Começo com um pedido de desculpas, afinal esse texto não é bonito, muito menos uma crítica filosófica sobre a nova série da Netflix: 13 reasons why. Se você clicou esperando algo do tipo, melhor parar por aqui.

Sou curiosa por natureza, por esse motivo escolhi o jornalismo como profissão. Na formação acadêmica em comunicação somos treinados dentro de um código de ética muito rígido, afinal tudo o que noticiamos pode ser entendido como “verdade absoluta”. Entre os assuntos proibidos, está o suicídio.

Isso acontece porque é comprovado cientificamente que quando um caso de suicídio é noticiado, provoca-se uma reação em cadeia e há um estímulo para esse tipo de ação.

Nos últimos 15 dias estive de férias e recebi mensagens de colegas de profissão que me diziam que eu precisa assistir “13 Reasons Why”. Confesso que quando li as primeiras resenhas, achei que seria apenas mais uma daquelas séries que romantizam os dramas adolescentes.

Voltei de viagem e, instigada, resolvi assistir. Resultado: maratonei!

Não, isso não quer dizer que eu amei ou que o assunto me prendeu. Foi estranho. É difícil explicar o que eu senti ao ver o desenrolar das fitas deixadas por Hannah. Voltei para 2003, ano em que entrei no ensino médio. Todas as situações citadas na série podem ser facilmente encontradas nos colégios. Eu mesma vivi alguma delas. É mais do que apenas bullying. Trata-se da crueldade humana, da criação errônea de alguns pais, cultura do estupro… são tantas coisas.

13 reasons why não é uma série comum, muito menos um relato sobre suicídio. Ela vai além, mostrando – de forma simples – como as coisas acontecem dentro dos colégios. O ser humano – adolescente ou não – pode ser muito cruel, mesmo quando essa não é sua real intenção.

Pais, diretores de colégio, professores e adultos de um modo geral deveriam assistir. Apesar de parecer pesado, a cabeça dos jovens funciona exatamente como a série retrata.

Apesar dessa percepção, isso não quer dizer que eu gostei. Não, eu não gostei. Explico o porque.

A série funciona como um tutorial de suicídio. Sim, é exatamente isso. Com a cultura de bullying que ronda os colégios em todo o mundo, “13 reasons why” oferece uma série de dicas para você acabar com a própria vida e nenhuma opção de como essas pessoas podem receber ajuda – está ai o grande erro!

A personagem central da trama é uma adolescente com perturbações e problemas comuns. Não, ela não passa por nada que ninguém aqui já não tenha passado. Aposto que você já foi ridicularizado, já se apaixonou por um idiota popular do colégio, já presenciou brigas dos seus pais, já teve algum problema de grana ou – para as meninas – já sofreu algum tipo de assédio.

Sim, isso é muito normal! Acontece todos os dias com milhões de pessoas.

Que a Netflix me perdoe, mas não precisávamos de uma série que mostrasse que o único caminho para resolver essas situações é o que a personagem decide seguir.

Vamos ao cenário atual:

  • segundo a OMS (Organização Mundial de Saúde) aproximadamente 1 milhão de pessoas se suicidam a cada ano. Para cada morte, existem 26 tentativas mal-sucedidas;
  • depressão e bipolaridade são as doenças que mais afetam os jovens no mundo – e são também a maior causa de suicídio;
  • “cão que ladra não morde” – esse ditado não pode ser aplicado quando falamos em suicídio. Em 90% dos casos a pessoa demonstra a vontade de tirar a própria vida antes de realizar o ato;
  • suicídio não tem uma única causa. Ele é a somatória de fatores sociais, psicológicos, biológicos, genéticos e socioculturais.

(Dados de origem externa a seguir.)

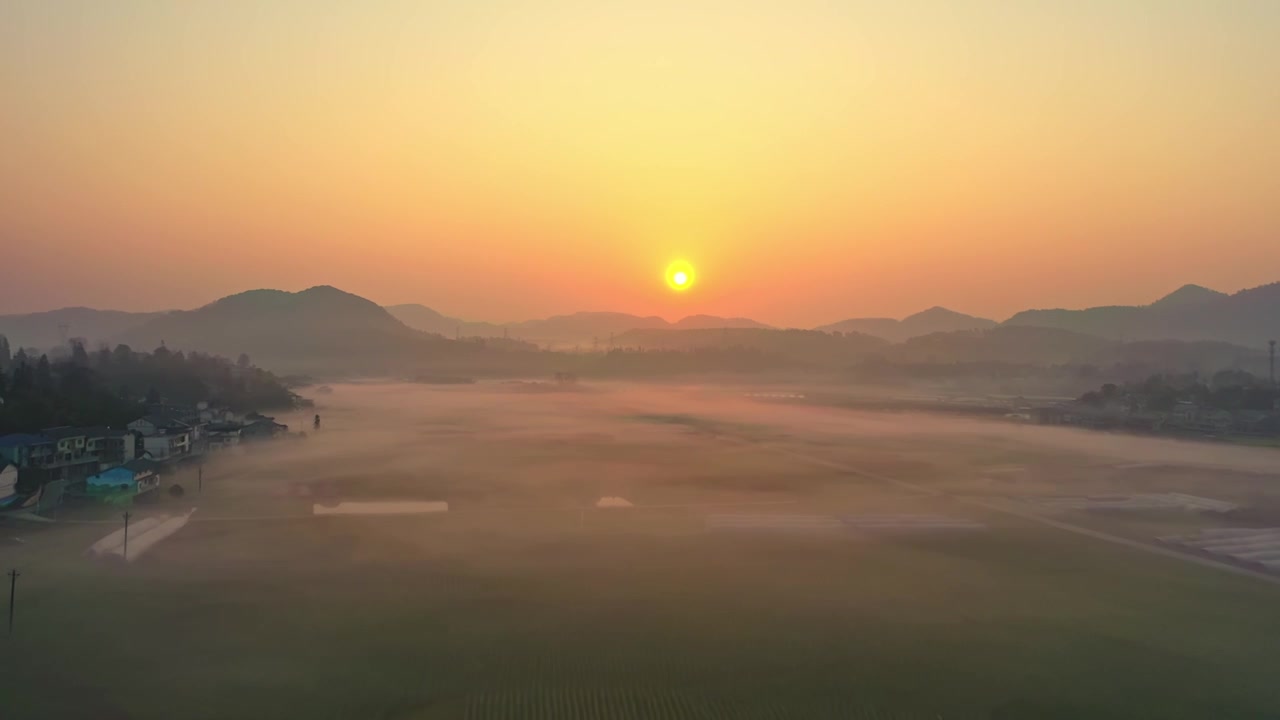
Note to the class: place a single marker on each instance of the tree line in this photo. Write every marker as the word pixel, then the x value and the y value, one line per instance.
pixel 114 386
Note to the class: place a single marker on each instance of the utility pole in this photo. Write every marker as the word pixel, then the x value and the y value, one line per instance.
pixel 126 551
pixel 13 583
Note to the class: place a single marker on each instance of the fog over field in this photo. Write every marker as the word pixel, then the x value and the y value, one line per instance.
pixel 653 551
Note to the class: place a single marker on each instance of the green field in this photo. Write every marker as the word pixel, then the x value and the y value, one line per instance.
pixel 524 601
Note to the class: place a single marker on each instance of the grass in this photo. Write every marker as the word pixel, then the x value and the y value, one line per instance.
pixel 554 611
pixel 408 621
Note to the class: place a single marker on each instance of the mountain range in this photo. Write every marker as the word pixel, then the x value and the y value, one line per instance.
pixel 932 320
pixel 327 328
pixel 579 328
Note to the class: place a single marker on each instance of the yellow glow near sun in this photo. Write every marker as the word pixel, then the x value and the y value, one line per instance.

Tenho acompanhado a repercussão da série e vejo uma aderência incrível dos adolescentes, curiosa que sou, resolvi bater um papo com duas adolescentes que haviam acabado de assistir a série. Ouvi as seguintes frases:

ela tomou a única decisão que ela podia. Ela acabou com tudo o que atrapalhava a vida dela e fez todo mundo pagar pelo sofrimento que fizeram ela passar.

não é fácil passar pelo o que ela passou. Ela não teve outra opção.

Foi difícil, precisei manter a calma (coisa que eu não tenho muito). A conversa após essas frases durou mais de 1h30, e – no final – chegamos juntas a conclusão de que sempre há uma opção.

Elas são apenas duas – dentro de um grupo e milhares de adolescentes que assistiram 13 reasons why. Me assusta pensar que alguns desses milhares podem não ter alguém por perto para explicar que suicídio não é uma opção.
Então, me julguem, mas minha ética profissional e pessoal não me permite gostar de algo do gênero.